Indelbed is adorable. He’s from the embarrassing part of a prominent family. He’s pretty much being ignored by his alcoholic father who is in turn ignored by the extended family. He’s just going about his life the best he can hoping that maybe someday one of his aunts will notice that things are really not ok in his life when he gets kidnapped by a djinn.
From here there are three stories taking place.
- Indelbed is thrown in a murder pit where he lives with a djinn prisoner for 10 years while they plot an ambitious escape.
- Indelbed’s father is in a coma and his spirit is watching the history of an epic battle through the memories of the people who were there.

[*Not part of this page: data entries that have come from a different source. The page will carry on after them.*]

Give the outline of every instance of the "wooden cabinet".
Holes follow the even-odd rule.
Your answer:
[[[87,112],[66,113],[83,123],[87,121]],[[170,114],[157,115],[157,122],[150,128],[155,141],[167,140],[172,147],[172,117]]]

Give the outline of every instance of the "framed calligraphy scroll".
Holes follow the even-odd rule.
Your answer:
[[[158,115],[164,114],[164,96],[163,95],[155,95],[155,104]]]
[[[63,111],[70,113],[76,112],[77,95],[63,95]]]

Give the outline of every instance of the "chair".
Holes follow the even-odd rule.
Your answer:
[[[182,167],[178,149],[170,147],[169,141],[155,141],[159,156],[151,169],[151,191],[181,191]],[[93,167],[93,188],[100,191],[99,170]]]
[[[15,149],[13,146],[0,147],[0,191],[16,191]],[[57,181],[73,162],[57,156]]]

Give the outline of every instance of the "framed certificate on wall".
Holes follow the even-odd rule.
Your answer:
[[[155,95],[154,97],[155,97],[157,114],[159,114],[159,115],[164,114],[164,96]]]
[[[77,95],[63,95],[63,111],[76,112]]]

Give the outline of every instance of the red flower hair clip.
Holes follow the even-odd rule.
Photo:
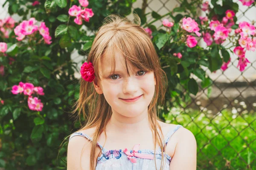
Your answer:
[[[80,73],[82,78],[86,81],[91,82],[94,79],[94,67],[90,62],[85,62],[81,66]]]

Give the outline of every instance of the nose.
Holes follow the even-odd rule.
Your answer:
[[[138,88],[137,80],[136,78],[128,77],[125,78],[123,84],[123,92],[134,94]]]

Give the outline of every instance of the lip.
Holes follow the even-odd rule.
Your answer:
[[[132,102],[133,101],[137,101],[138,100],[139,100],[140,98],[140,97],[142,96],[142,95],[141,95],[140,96],[136,97],[134,98],[128,98],[126,99],[124,99],[120,98],[120,99],[121,99],[122,100],[123,100],[124,101],[126,101],[128,102]]]

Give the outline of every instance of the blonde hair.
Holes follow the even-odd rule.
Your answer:
[[[106,17],[103,25],[99,29],[88,54],[87,62],[93,63],[95,69],[95,78],[100,80],[98,63],[106,51],[112,52],[118,49],[121,52],[125,61],[127,73],[130,75],[127,68],[127,60],[135,67],[144,71],[154,72],[156,84],[155,92],[152,101],[148,107],[148,119],[154,139],[154,150],[157,144],[160,146],[162,153],[160,170],[163,168],[164,151],[165,144],[162,138],[163,134],[160,126],[157,121],[159,110],[157,105],[163,105],[165,102],[165,94],[167,87],[166,74],[161,67],[158,56],[154,45],[148,34],[141,27],[140,19],[136,14],[134,14],[132,22],[126,17],[118,14],[111,14]],[[112,54],[114,54],[113,52]],[[113,63],[115,63],[114,55]],[[114,66],[115,70],[115,65]],[[85,123],[78,131],[92,127],[96,128],[92,136],[93,139],[90,154],[90,169],[95,170],[95,158],[97,141],[102,132],[106,134],[106,125],[109,120],[112,110],[103,94],[99,95],[95,90],[93,83],[81,79],[79,98],[74,105],[75,109],[73,114],[77,112],[81,124],[81,115],[86,120]],[[159,130],[160,133],[157,130]],[[156,163],[155,156],[155,163]]]

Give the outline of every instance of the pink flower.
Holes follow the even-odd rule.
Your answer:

- Indelbed’s aunt Juny and cousin Rais find out that djinn are real and set out to figure out what happened to Indelbed.
I liked storylines 3 and 1 the best. Along the way there are wyrms that the prisoners tame in hopes that one will grow into a dragon to help them escape. There are also djinn airships and submarines and hidden bases in the sky. Djinns don’t physically fight amongst themselves any more. Now they engage in legal wrangling that can go on for decades. Breach of contract is their greatest sin.
It is a very hard book to describe. It is one where the pleasure is in the journey, not the destination. In fact, I’m quite annoyed by the end of this book. Mostly I’m annoyed by the lack of ending of this book. Obviously this is set up to have a sequel because the book just stops. Storyline 3 turns in a whole new direction about to have an adventure in the last pages. It isn’t even a cliffhanger. It is a “Hey, let’s go look at this new thing……” and we’re out of pages. The other two stories are likewise incomplete. I actually kept looking for more pages of book because it was just, “Now we are done.”